You're as bad as the lazy incompetent journalists. Just read the post instead of asking questions and pretending to be skeptical instead of too lazy to read the article this discussion is about.

Then you would be fully aware that the person who the quotes are attributed to has stated very clearly and emphatically that he did not say those things.

Are you implying he is an untrustworthy liar about his own words, when you claim it's impossible to prove they're not hallucinations?

There is a third option: The journalist who wrote the article made the quotes up without an LLM.

I think calling the incorrect output of an LLM a “hallucination” is too kind on the companies creating these models even if it’s technically accurate. “Being lied to” would be more accurate as a description for how the end user feels.

The journalist was almost certainly using an LLM, and a cheap one at that. The quote reads as if the model was instructed to build a quote solely using its context window.

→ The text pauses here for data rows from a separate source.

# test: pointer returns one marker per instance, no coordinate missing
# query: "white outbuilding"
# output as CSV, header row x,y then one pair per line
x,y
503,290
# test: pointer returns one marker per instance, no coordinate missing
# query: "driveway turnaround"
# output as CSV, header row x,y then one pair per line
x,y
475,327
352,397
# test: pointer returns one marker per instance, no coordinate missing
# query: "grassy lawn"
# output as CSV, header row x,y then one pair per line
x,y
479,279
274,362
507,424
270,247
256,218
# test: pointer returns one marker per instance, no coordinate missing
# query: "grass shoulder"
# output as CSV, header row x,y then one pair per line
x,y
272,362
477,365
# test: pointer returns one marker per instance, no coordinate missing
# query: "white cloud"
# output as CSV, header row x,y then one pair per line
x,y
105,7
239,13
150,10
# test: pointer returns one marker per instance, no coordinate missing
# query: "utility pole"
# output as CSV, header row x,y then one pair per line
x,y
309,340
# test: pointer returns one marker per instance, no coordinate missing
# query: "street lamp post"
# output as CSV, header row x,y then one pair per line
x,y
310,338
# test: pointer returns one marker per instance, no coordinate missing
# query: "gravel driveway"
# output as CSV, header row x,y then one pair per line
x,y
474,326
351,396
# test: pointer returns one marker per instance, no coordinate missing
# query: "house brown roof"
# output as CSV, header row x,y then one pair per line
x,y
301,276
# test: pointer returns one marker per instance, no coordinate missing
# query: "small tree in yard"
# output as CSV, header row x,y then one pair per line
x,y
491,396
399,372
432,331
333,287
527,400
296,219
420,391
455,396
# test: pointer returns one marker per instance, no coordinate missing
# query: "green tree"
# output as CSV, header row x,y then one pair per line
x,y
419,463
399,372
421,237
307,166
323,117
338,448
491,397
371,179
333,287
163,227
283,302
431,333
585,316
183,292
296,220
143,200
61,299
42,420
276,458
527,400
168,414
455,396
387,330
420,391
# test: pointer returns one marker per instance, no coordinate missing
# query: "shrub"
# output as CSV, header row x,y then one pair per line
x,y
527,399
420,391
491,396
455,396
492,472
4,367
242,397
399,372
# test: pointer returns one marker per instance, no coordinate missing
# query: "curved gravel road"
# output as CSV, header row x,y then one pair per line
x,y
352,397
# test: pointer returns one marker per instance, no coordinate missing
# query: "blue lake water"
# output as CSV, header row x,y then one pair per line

Lying is deliberately deceiving, but yeah, to a reader, who in a effect is a trusting customer who pays with part of their attention diverted to advertising support, broadcasting a hallucination is essentially the same thing.

I think you're missing their point. The question you're replying to is, how do we know that this made up content is a hallucination. Ie., as opposed to being made up by a human. I think it's fairly obvious via Occam's Razor, but still, they're not claiming the quotes could be legit.

The point is they keep making excuses for not reading the primary source, and are using performative skepticism as a substitute for basic due diligence.

Vibe Posting without reading the article is as lazy as Vibe Coding without reading the code.

You don’t need a metaphysics seminar to evaluate this. The person being quoted showed up and said the quotes attributed to him are fake and not in the linked source:

https://infosec.exchange/@mttaggart/116065340523529645

>Scott Shambaugh here. None of the quotes you attribute to me in the second half of the article are accurate, and do not exist at the source you link. It appears that they themselves are AI hallucinations. The irony here is fantastic.

So stop retreating into “maybe it was something else” while refusing to read what you’re commenting on. Whether the fabrication came from an LLM or a human is not your get-out-of-reading-free card -- the failure is that fabricated quotes were published and attributed to a real person.

Please don’t comment again until you’ve read the original post and checked the archived Ars piece against the source it claims to quote. If you’re not willing to do that bare minimum, then you’re not being skeptical -- you’re just being lazy on purpose.

You seem to be quite certain that I had not read the article, yet I distinctly remember doing do.

By what proceess do you imagine I arrived at the conclusion that the article suggested that published quotes were LLM hallucinations when that was not mentioned in the article title?

You accuse me of performative skepticism, yet all I think is that it is better to have evidence over assumptions, and it is better to ask if that evidence exists.

It seems a much better approach than making false accusations based upon your own vibes, I don't think Scott Shambaugh went to that level though.